Biographie courte et informations sur Pascal Bruckner
Pascal Bruckner est né le 15 décembre 1948 à Paris. Il a développé une carrière polyvalente comme philosophe, romancier et essayiste au parcours singulier. Les années de formation intellectuelle se sont déroulées sous la direction de Roland Barthes, période durant laquelle il a acquis une rigueur analytique remarquable. Il a aussi consacré une grande partie de sa réflexion à des sujets comme l'amour et les dynamiques du Tiers-Monde. "Le Nouveau Désordre amoureux" (1977) et "Le Sanglot de l'homme blanc" (1983) constituent des œuvres essentielles dans sa bibliographie. À partir des années 1980, Pascal Bruckner a alterné entre la France et plusieurs universités américaines, développant une pensée critique caractérisée par une plume incisive qui remet en question les idées préconçues.
- La passion amoureuse et la sexualité sont des éléments trop fragiles pour fonder une relation durable. Il y faut autre chose. Ça peut être un projet commun, une passion partagée, des enfants, de l’amitié.
- Le pire dans la vieillesse, ce n’est pas la diminution physique, c’est le dégoût de l’humanité. Combien commencent en subversifs pour finir en grincheux ? Rebelles à vingt-ans, poupons geignards à soixante-ans.
- Il admirait cette grande bourgeoise qui avait dédié sa vie aux déshérités. Quand la plupart se précipitent sur les plages turquoise, voguent sur des yachts, elle côtoyait les bidonvilles, les va-nu-pieds. Elle était la beauté au service de la bonté.
- Les écologistes, tout à leur science-fiction éthique, se soucient plus de nos méfaits éventuels que des injustices présentes. Sous l’ingénuosité de la prophétie se cachent les grosses ficelles de la propagande : détourner l’attention des misères d’aujourd’hui.
- Ce qui unit les humains et les chats, au-delà des caresses, c’est le sommeil.

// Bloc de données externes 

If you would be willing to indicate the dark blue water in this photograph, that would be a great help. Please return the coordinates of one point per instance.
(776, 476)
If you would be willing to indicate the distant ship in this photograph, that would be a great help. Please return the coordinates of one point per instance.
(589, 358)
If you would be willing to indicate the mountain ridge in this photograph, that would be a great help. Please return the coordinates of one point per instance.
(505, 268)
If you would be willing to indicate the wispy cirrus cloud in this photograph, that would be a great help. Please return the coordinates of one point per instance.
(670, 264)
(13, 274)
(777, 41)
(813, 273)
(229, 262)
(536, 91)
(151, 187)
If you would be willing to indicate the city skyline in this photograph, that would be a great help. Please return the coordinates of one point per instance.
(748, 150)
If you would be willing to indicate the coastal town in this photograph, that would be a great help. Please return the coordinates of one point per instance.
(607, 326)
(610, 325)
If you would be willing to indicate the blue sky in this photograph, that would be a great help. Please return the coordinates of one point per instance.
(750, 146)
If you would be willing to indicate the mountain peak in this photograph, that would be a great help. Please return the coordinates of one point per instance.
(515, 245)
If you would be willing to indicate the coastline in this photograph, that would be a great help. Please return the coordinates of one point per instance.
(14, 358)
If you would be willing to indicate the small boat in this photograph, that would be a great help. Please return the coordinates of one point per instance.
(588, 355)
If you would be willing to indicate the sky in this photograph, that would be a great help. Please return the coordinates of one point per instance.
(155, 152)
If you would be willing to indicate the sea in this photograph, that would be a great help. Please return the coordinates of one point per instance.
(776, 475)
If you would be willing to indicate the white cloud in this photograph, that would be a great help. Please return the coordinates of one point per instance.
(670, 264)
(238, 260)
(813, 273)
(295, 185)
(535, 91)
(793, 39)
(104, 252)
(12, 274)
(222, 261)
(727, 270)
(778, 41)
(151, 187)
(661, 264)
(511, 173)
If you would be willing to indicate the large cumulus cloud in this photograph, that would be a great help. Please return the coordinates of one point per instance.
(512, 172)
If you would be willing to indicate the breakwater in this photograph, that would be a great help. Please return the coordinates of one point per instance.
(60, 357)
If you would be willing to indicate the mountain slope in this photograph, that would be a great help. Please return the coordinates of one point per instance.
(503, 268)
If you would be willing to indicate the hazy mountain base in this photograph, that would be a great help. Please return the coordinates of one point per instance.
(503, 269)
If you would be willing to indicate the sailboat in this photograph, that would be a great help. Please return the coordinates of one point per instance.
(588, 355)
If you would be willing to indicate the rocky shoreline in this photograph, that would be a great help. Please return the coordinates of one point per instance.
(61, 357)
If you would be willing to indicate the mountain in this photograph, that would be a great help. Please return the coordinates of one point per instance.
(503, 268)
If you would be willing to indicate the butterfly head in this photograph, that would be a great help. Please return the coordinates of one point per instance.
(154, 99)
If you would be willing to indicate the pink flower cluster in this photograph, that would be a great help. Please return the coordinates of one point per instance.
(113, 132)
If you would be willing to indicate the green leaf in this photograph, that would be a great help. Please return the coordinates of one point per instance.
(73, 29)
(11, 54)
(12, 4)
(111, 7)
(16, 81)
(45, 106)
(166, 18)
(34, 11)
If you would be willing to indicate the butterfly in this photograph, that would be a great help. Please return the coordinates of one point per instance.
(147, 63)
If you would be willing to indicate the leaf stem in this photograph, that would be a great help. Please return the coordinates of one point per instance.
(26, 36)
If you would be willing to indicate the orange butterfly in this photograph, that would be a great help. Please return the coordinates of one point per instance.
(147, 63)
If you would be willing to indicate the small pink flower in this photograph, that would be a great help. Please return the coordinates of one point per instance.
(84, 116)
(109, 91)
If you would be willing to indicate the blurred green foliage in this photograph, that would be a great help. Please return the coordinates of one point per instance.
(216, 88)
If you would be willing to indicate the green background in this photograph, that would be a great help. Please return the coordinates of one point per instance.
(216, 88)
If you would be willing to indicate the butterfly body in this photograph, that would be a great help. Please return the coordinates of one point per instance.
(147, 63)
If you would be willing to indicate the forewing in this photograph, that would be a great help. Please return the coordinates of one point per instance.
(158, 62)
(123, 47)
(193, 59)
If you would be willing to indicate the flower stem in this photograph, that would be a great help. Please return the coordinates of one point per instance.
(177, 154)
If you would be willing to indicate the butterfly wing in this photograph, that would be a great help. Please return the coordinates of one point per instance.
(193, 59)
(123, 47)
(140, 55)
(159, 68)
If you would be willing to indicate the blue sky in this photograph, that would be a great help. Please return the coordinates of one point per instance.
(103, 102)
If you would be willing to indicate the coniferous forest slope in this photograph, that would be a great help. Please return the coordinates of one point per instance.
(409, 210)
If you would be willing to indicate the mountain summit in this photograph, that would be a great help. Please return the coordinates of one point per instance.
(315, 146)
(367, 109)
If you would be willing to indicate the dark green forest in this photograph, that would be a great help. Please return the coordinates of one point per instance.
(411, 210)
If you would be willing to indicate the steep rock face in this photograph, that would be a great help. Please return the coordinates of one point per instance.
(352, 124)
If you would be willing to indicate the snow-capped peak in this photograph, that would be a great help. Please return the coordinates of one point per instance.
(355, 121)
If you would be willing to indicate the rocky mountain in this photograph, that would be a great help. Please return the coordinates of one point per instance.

Où qu’ils soient, les petits félins vous invitent à l’assoupissement, dans la chaleur de leur fourrure soyeuse. Pouvoir dormir côte à côte, des heures durant, sans bouger est une forme d’intimité plus profonde que le langage ou les jeux.
- Le sexe est devenu le dernier snobisme, celui auquel chacun doit souscrire sous peine de mort sociale.
- Elle n’avait plus l’insouciance de la jeunesse qui digère toutes les tragédies parce qu’elle a le temps pour elle.
- L’obscénité de la guerre, c’est l’inévitable complicité qu’elle finit par tisser entre des ennemis qui croient n’avoir rien en commun et se ressemblent de plus en plus.
- La plus belle femme du monde ne remplacera jamais un bon banquet.
- La collision amoureuse est l’irruption d’une verticalité dans le calme plat de l’existence; elle est douleur et jouissance, bourrasque et ressourcement, brûlure et parfum.
- Le charme : cette part de romanesque qu’une personne propage autour d’elle et qui la rend à nulle autre pareille.
- Le loisir moderne ? L’art de brasser du vent travesti en surmenage.
- Avec le clochard, la compassion n’est jamais loin de la violence, la charité de la haine.
- Si la paix favorise le commerce, le commerce n’a jamais garanti la paix.
- La patience est une ruse de l’espoir.
- La beauté est un fragment d’éternité que le temps finit toujours par détruire.
- Contrairement à l’adage célèbre, la beauté n’est pas une promesse de bonheur mais une certitude de désastre. Les êtres beaux, hommes ou femmes, sont des dieux descendus parmi nous et qui nous narguent de leur perfection. Là où ils passent, ils sèment la division, le malheur et renvoient chacun à sa médiocrité. La beauté est peut-être une lumière mais qui approfondit la nuit; elle nous soulève très haut et nous dépose ensuite si bas qu’on regrette de l’avoir approchée.
- Le touriste ne croit aux choses qu’après les avoir transformées en clichés.
- La première liberté d’un individu, c’est de dire non !
- Apprendre l’amour, c’est d’abord apprendre à parler d’amour et on ne l’apprend jamais aussi bien que chez les poètes, les romanciers, les philosophes.
- Il l’aimait bien mais à petites doses. Il fractionnait son coeur comme des parts de gâteau.
- L’horreur de l’amour, c’est de resserrer le monde autour d’un être qui vous enchaîne.
- Le secret d’une bonne vie, c’est de se moquer du bonheur.